Service is equally sharp. On one visit, a clumsy chopstick move catapulted the sticks onto the floor. A server instantly swooped down to pick them up and replace them. The same maneuvers led to a quick fork replacement. Yet it's hard to attribute this to great service when we were practically the only ones in the restaurant.

On one visit, we ordered a fried soft-shell crab. Our server steered us away, advising that the remaining crabs in the kitchen weren't up to snuff and that the gentleman at the next table ordered the last worthy one. He pointed the man out, who sat alone drawing a few crispy crab legs past his lips. I'm not sure if this is good service or not.

We promptly subbed the crab with the sautéed foie gras on garden greens with fig and balsamic vinaigrette. Now, I've had sautéed foie gras that was soft and mushy. I've had sautéed foie gras that was slimy and runny. But never in my life have I had sautéed foie gras that was hard and cold. It was like eating an overcooked turkey giblet from a beer cooler. The top of the liver was scrawled with a bead of fig fudge that really didn't add to this miserable organ. Cold is a funky way to serve foie gras that isn't a pâté, and my guess is it was sautéed and then flung into the back of a cooler, which would have put a dent in the aluminum wall. This was more like liver sausage than it was a precious savory appetizer.

Other salads fared better. The grilled red ahi tuna perched against an Asian vegetable slaw was easily the best item on the menu. A gray sheet of tuna with stark black crosshatched grill marks singed across the surface was like silk in the mouth, with squeaky-clean flavors.

The grilled chicken salad wasn't far behind. Thin sheets of grilled chicken breast were tiled around a summit of Asian slaw. The chicken was moist, exquisitely seasoned and tender enough to parse with chopsticks.

But God help me, what in the world is the black-onion-seed-crusted rack of lamb? Is this a prototype, or is it an attempt at camp?

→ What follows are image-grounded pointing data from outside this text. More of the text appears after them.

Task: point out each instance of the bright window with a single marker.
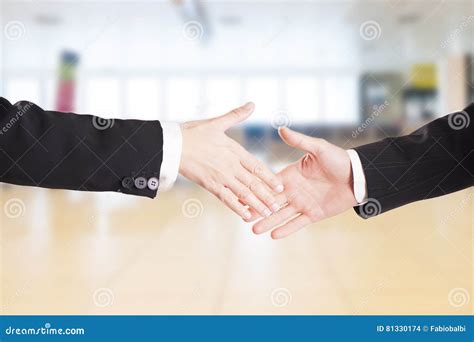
(222, 95)
(303, 99)
(102, 97)
(142, 99)
(263, 92)
(341, 103)
(183, 100)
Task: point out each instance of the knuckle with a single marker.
(245, 195)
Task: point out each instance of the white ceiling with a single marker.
(242, 34)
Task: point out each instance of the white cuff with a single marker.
(172, 144)
(360, 186)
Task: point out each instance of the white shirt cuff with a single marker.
(360, 185)
(172, 144)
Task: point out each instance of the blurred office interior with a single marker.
(349, 71)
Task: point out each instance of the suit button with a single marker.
(140, 183)
(127, 182)
(153, 183)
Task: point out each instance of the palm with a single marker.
(317, 186)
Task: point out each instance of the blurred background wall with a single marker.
(350, 71)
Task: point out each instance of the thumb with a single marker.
(235, 116)
(299, 140)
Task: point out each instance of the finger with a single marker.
(245, 195)
(261, 190)
(232, 202)
(234, 117)
(290, 227)
(257, 168)
(276, 219)
(300, 141)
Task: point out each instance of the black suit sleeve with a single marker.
(78, 152)
(435, 160)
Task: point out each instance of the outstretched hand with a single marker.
(317, 186)
(220, 165)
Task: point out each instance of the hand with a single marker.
(223, 167)
(318, 186)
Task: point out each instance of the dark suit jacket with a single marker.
(79, 152)
(435, 160)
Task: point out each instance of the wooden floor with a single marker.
(184, 253)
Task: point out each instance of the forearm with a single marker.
(434, 160)
(78, 152)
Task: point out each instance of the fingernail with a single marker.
(279, 188)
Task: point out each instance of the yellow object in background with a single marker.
(423, 76)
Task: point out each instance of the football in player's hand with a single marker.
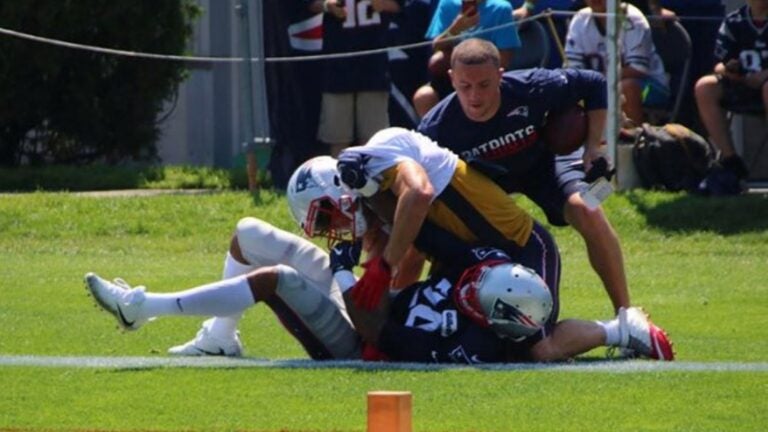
(565, 131)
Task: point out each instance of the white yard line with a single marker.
(607, 366)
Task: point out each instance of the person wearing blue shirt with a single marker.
(494, 120)
(355, 98)
(451, 21)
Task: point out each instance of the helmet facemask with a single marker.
(511, 299)
(336, 221)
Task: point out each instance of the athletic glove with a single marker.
(345, 255)
(599, 169)
(368, 290)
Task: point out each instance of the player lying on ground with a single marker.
(323, 206)
(320, 324)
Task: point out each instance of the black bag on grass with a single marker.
(670, 157)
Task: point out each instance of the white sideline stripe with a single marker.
(605, 366)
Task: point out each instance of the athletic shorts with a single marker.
(352, 118)
(655, 94)
(549, 183)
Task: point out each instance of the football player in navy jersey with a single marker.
(740, 79)
(494, 121)
(355, 97)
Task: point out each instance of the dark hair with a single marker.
(475, 52)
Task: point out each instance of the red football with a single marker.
(565, 131)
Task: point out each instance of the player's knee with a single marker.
(250, 234)
(707, 88)
(580, 216)
(264, 282)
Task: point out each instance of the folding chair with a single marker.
(673, 44)
(534, 47)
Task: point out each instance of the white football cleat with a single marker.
(119, 299)
(207, 344)
(639, 334)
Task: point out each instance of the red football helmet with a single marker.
(321, 204)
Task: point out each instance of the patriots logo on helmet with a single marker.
(304, 179)
(506, 311)
(486, 253)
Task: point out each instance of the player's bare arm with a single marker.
(414, 194)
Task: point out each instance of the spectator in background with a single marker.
(468, 19)
(643, 81)
(740, 79)
(407, 65)
(530, 8)
(701, 19)
(355, 89)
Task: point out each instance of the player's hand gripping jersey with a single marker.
(466, 203)
(512, 138)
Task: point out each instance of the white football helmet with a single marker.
(510, 298)
(321, 204)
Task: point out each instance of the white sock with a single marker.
(612, 334)
(233, 267)
(222, 298)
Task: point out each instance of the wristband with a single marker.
(346, 280)
(529, 5)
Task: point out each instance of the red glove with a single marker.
(375, 281)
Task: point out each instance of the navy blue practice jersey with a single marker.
(740, 38)
(511, 138)
(363, 29)
(425, 326)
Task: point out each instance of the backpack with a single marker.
(670, 157)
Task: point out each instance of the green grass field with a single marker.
(698, 265)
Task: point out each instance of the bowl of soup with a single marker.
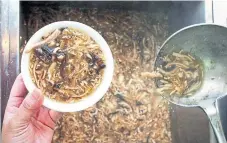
(70, 62)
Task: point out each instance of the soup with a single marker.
(66, 65)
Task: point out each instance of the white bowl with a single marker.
(86, 101)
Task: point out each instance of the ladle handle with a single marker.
(213, 114)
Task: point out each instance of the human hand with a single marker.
(26, 120)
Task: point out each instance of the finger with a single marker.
(18, 92)
(31, 105)
(54, 115)
(48, 117)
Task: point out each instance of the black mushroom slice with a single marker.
(46, 54)
(95, 62)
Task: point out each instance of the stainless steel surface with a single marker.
(185, 128)
(206, 41)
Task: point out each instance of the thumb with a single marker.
(31, 104)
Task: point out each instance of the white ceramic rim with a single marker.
(86, 101)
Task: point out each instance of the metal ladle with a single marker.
(209, 43)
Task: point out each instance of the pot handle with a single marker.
(213, 115)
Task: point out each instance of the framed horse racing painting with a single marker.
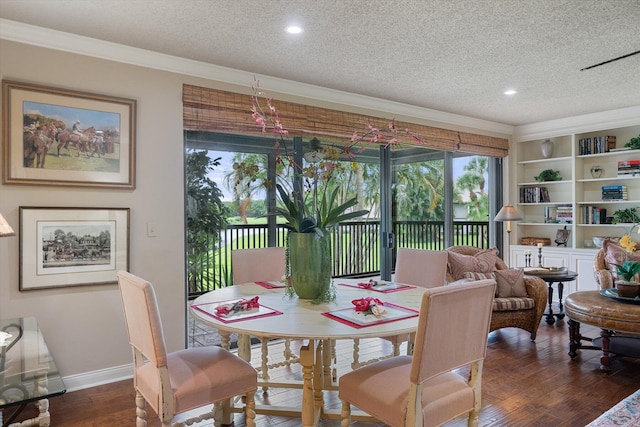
(62, 247)
(63, 137)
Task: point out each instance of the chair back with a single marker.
(250, 265)
(143, 318)
(452, 328)
(422, 268)
(472, 251)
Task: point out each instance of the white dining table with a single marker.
(302, 320)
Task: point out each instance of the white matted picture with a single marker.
(72, 246)
(62, 137)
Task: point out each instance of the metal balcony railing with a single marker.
(356, 247)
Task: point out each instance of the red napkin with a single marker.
(242, 306)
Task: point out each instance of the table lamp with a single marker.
(508, 213)
(5, 228)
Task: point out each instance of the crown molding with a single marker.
(610, 119)
(67, 42)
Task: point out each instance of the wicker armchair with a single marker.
(526, 319)
(601, 272)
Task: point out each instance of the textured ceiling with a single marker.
(456, 56)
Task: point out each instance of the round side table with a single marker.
(552, 278)
(609, 314)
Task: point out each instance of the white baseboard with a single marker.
(99, 377)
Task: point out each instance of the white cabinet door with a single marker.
(582, 263)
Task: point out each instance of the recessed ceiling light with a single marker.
(294, 29)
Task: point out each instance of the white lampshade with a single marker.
(5, 228)
(508, 213)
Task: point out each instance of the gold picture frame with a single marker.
(62, 247)
(64, 137)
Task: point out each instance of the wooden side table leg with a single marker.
(549, 316)
(560, 315)
(605, 361)
(574, 337)
(307, 360)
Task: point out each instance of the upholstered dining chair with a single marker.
(421, 267)
(418, 267)
(423, 390)
(269, 265)
(177, 382)
(264, 264)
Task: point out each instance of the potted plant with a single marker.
(312, 212)
(548, 175)
(626, 216)
(626, 282)
(634, 143)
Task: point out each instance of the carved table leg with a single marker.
(356, 354)
(560, 315)
(574, 337)
(605, 362)
(549, 316)
(307, 360)
(141, 413)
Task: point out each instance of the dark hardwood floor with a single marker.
(524, 384)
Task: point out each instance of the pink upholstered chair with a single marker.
(173, 383)
(422, 268)
(269, 265)
(422, 390)
(418, 267)
(263, 264)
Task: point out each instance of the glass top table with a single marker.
(28, 372)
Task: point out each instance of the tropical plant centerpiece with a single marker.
(309, 241)
(320, 202)
(627, 273)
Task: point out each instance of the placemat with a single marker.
(210, 310)
(358, 319)
(384, 288)
(271, 285)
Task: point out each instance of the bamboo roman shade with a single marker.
(214, 110)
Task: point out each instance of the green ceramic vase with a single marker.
(310, 264)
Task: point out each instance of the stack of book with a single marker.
(564, 214)
(534, 195)
(596, 145)
(614, 192)
(593, 215)
(628, 168)
(550, 214)
(584, 146)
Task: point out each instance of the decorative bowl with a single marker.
(628, 289)
(599, 241)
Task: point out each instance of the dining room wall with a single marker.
(84, 325)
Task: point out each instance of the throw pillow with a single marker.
(472, 275)
(482, 262)
(480, 276)
(614, 253)
(510, 283)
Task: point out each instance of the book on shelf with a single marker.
(628, 167)
(564, 214)
(596, 145)
(584, 146)
(593, 215)
(534, 195)
(550, 214)
(614, 192)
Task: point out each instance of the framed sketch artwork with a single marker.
(72, 246)
(63, 137)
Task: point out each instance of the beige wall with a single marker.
(84, 326)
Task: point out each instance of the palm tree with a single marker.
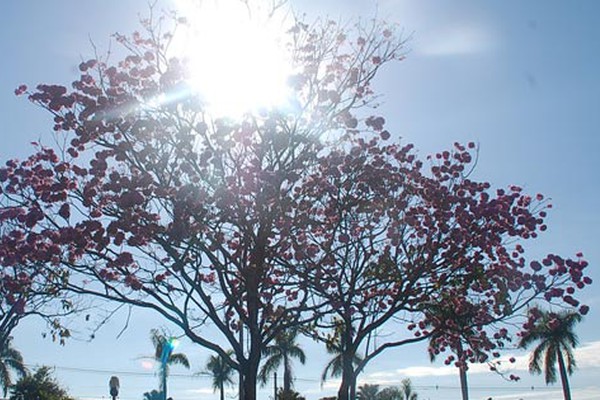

An Indian and Middle Eastern spice, black onion seeds are generally toasted or dry roasted before they're inserted into food. But these were...words escape me. The spongy sour lamb meat was pimpled with these black gnatlike scraps that made your teeth squeak when you chewed. It was like eating a forkful of plastic grommets.

Much better was the crispy red snapper with bamboo shoots and shiitake mushrooms, but not by much. It was a little overfried, or inconsistently fried. Portions were dry and leathery. Other spots were crisp and moist. Still other parts were spongy while others were just plain mushy. Plus the broth in which it swam had too much fish sauce.

The end of the meal landed where the rest of the meal rarely hovered above: mediocrity. Ethniko's apple tart was built on a mushy crust--almost fuzzy in texture. The apples were dry and void of tang. It was just limp, and eating it was like working a puff of wet fuzz around the mouth.

Like the word itself, ethniko is hard to understand in the context of Samuel's past accomplishments. By regular restaurant standards, ethniko barely keeps its head above water. By Samuel standards, it's a wreck, one that has gone to pot well before its time.